Il faut dire que même sans la Covid quelques voix s’élevaient pour fustiger le caractère non challengeant et inéquitable des résultats de la campagne d’évaluation annuelle. Selon eux, dans beaucoup de situations le saupoudrage nivelle au même seuil de notation la majorité des collaborateurs. D’autres dénoncent le côté scolaire et chronophage de l’évaluation et la perçoivent comme une corvée administrative, surtout quand l’effectif des appréciés est élevé.
Cependant, l’abandon des entretiens annuels d’appréciation peut générer des effets indésirables pour le collaborateur, pour son manager et pour l’entreprise :
• Le manque de feed-back du manager à son collaborateur est une source de démotivation et de frustration aussi bien pour les plus performants que pour le reste du personnel qui a besoin de repères pour comprendre pourquoi leurs performances sont jugées insuffisantes.
• L’annulation des entretiens annuels d’évaluations va priver les managers et les décideurs d’informations précieuses sur les réalisations et les améliorations obtenues et celles qui doivent être accélérées. Or, les dirigeants en auront besoin pour arbitrer les décisions d’investissements à faire et trancher sur l’affectation des budgets pour l’année 2021 et à leur tête le budget RH des augmentations salariales, des primes, des promotions, des recrutements et de la formation.
• La suspension des entretiens annuels d’appréciation entraîne une discontinuité de communication entre les collaborateurs et leurs managers, les poussant à éprouver une sensation d’isolement et de déséquilibre psychologique déjà exacerbé par les effets du confinement et de la peur d’être contaminé.
Au Maroc, les entreprises font l’effort de s’adapter à la réalité actuelle et se préparent pour affronter des temps incertains en choisissant donc de repenser leur processus d’évaluation antérieur. Certaines ont envisagé d’adapter le processus de gestion des performances aux fluctuations propres de leur environnement. D’autres ont saisi l’opportunité pour réévaluer certaines de leurs méthodes de calcul des primes et de fixation des augmentations salariales.

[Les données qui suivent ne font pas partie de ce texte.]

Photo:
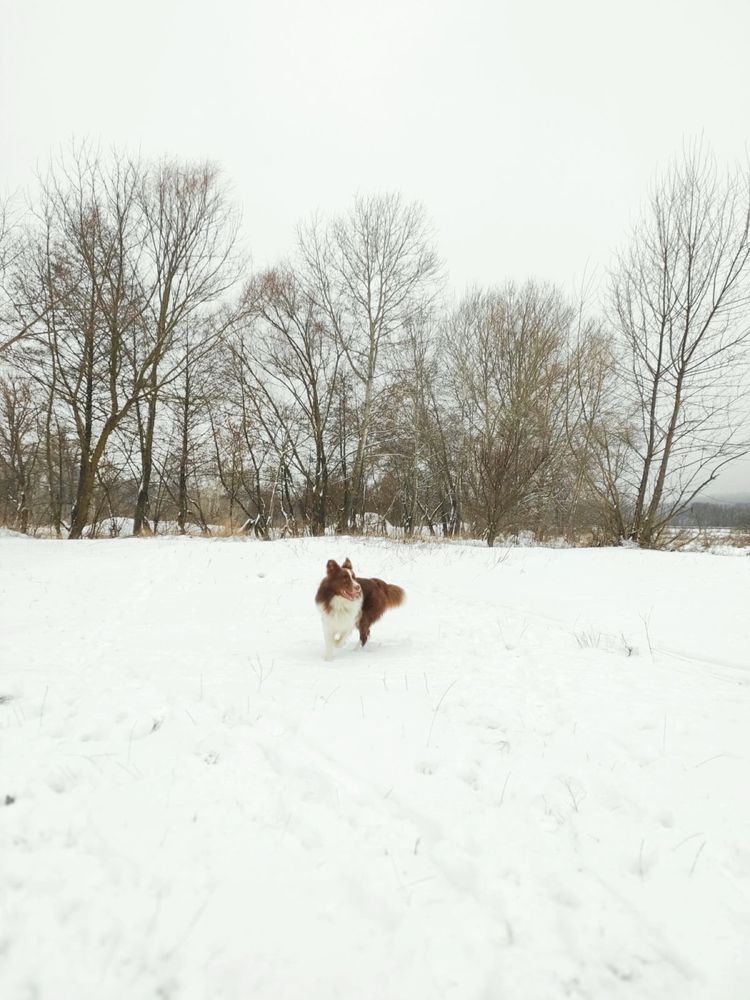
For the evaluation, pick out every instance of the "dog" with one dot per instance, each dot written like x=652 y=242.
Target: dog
x=346 y=601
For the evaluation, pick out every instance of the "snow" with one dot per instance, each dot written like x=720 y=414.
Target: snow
x=532 y=783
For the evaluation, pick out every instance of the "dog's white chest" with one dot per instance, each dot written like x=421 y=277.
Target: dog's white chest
x=342 y=614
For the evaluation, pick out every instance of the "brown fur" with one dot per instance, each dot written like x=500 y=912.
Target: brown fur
x=377 y=595
x=336 y=582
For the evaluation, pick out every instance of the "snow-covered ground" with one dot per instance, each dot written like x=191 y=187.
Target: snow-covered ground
x=533 y=783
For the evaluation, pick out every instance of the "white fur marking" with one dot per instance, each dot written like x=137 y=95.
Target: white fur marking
x=338 y=621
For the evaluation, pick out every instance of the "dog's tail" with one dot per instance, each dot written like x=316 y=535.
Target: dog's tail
x=394 y=595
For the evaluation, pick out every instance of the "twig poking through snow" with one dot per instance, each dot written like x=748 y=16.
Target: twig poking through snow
x=41 y=710
x=505 y=785
x=697 y=855
x=437 y=709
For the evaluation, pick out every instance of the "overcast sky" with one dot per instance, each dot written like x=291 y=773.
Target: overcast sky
x=530 y=130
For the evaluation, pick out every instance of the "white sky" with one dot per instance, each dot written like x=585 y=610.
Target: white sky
x=530 y=130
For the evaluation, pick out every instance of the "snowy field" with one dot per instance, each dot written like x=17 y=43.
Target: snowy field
x=533 y=783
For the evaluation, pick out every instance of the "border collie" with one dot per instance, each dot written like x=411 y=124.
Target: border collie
x=345 y=601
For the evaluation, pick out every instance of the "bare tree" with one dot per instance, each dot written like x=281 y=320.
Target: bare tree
x=681 y=302
x=371 y=272
x=19 y=449
x=294 y=360
x=507 y=357
x=190 y=231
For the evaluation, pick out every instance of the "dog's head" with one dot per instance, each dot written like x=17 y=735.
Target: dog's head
x=342 y=581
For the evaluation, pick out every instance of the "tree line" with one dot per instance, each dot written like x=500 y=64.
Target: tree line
x=147 y=372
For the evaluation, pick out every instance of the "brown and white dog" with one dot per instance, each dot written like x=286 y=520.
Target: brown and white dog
x=345 y=601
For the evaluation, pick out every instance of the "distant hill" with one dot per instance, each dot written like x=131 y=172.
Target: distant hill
x=726 y=498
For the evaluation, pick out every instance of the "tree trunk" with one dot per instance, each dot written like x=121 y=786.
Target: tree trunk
x=147 y=448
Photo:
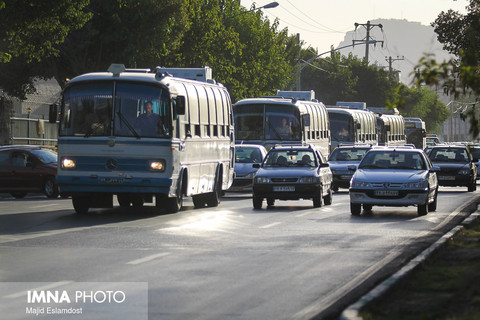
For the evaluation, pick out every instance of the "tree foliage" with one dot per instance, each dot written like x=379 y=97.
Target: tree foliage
x=247 y=53
x=34 y=29
x=459 y=76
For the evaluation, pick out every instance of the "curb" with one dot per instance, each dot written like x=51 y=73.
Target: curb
x=352 y=312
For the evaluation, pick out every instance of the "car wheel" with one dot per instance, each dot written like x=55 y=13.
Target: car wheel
x=317 y=199
x=81 y=204
x=257 y=202
x=328 y=199
x=50 y=188
x=18 y=195
x=433 y=206
x=355 y=208
x=422 y=209
x=270 y=202
x=472 y=186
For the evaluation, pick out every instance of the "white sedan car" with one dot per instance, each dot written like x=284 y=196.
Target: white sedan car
x=394 y=177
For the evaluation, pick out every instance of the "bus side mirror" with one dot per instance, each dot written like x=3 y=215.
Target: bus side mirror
x=52 y=113
x=180 y=105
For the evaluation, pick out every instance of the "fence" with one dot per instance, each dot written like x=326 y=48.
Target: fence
x=32 y=130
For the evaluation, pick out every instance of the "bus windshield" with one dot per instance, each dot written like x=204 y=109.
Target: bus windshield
x=138 y=110
x=341 y=127
x=264 y=121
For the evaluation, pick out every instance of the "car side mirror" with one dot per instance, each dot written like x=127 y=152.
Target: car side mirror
x=53 y=113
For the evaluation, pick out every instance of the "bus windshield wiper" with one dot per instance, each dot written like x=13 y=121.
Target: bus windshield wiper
x=129 y=126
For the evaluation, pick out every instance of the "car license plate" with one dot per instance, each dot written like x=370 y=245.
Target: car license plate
x=451 y=178
x=110 y=180
x=283 y=188
x=386 y=192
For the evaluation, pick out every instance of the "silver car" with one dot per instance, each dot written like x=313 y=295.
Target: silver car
x=394 y=177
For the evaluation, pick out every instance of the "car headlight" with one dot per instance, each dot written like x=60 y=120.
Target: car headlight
x=309 y=179
x=251 y=175
x=157 y=165
x=416 y=184
x=354 y=183
x=262 y=180
x=68 y=163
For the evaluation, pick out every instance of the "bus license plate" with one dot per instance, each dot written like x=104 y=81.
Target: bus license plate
x=386 y=192
x=110 y=180
x=284 y=188
x=450 y=178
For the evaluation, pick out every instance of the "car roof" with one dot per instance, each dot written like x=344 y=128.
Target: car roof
x=23 y=147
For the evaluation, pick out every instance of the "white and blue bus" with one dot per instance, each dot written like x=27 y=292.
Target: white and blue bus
x=291 y=117
x=144 y=135
x=352 y=126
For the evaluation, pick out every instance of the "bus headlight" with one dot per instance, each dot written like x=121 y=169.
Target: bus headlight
x=68 y=163
x=157 y=165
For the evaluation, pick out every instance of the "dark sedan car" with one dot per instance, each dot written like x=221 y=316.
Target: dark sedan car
x=457 y=166
x=341 y=159
x=28 y=169
x=292 y=173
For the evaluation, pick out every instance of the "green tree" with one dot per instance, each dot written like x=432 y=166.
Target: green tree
x=459 y=76
x=34 y=29
x=421 y=103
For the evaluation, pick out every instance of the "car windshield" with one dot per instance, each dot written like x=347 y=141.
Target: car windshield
x=449 y=155
x=290 y=158
x=347 y=154
x=45 y=156
x=393 y=159
x=247 y=155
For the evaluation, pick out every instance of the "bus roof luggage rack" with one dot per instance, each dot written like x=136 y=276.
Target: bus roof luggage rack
x=199 y=74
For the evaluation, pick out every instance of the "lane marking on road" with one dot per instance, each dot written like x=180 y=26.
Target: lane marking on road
x=46 y=287
x=270 y=225
x=148 y=258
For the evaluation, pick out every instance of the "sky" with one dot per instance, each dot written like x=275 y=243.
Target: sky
x=323 y=23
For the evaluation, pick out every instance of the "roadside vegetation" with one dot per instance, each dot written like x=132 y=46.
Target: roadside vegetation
x=445 y=286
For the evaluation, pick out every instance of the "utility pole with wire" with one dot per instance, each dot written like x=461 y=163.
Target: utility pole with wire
x=368 y=26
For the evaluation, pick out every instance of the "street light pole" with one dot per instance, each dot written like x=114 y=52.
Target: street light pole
x=306 y=63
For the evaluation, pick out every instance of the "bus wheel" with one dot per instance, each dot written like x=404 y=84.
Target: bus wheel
x=213 y=198
x=175 y=204
x=81 y=204
x=198 y=200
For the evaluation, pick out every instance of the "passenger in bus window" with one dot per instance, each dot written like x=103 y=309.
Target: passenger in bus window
x=285 y=131
x=149 y=123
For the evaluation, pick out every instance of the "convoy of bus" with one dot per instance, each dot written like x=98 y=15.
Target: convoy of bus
x=391 y=130
x=352 y=126
x=288 y=118
x=141 y=135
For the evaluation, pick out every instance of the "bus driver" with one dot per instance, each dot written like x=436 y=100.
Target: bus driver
x=149 y=122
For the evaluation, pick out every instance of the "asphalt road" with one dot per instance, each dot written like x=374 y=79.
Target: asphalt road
x=231 y=262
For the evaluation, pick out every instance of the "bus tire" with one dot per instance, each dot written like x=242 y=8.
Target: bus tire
x=175 y=204
x=81 y=204
x=198 y=201
x=213 y=198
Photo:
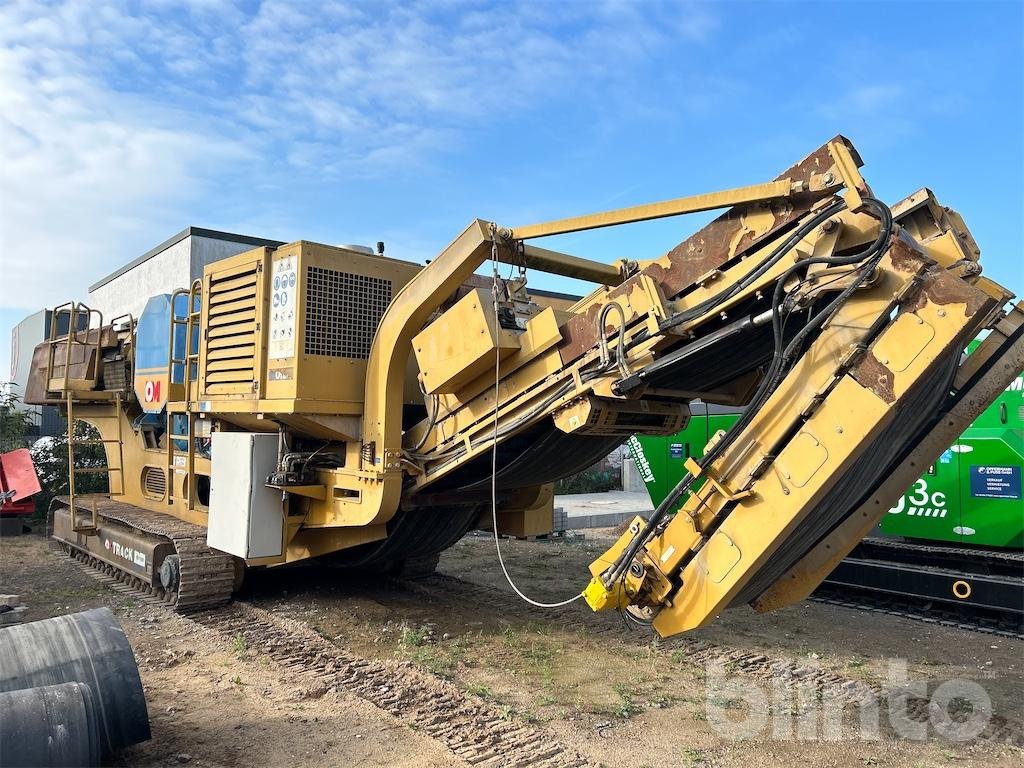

Dans ce contexte, l’évaluation des performances peut s’avérer difficile à maintenir en l’état. Cependant il est impératif de continuer à valoriser l’engagement et les performances des employés, et de leur donner des objectifs aussi clairs que possible, quitte à les revoir pour les adapter à la conjoncture sanitaire et économique actuelle.
Il faut également faire preuve de transparence quant aux diverses décisions prises.

• Quels types de difficultés peuvent-elles rencontrer en phase avec le contexte actuel de crise sanitaire ?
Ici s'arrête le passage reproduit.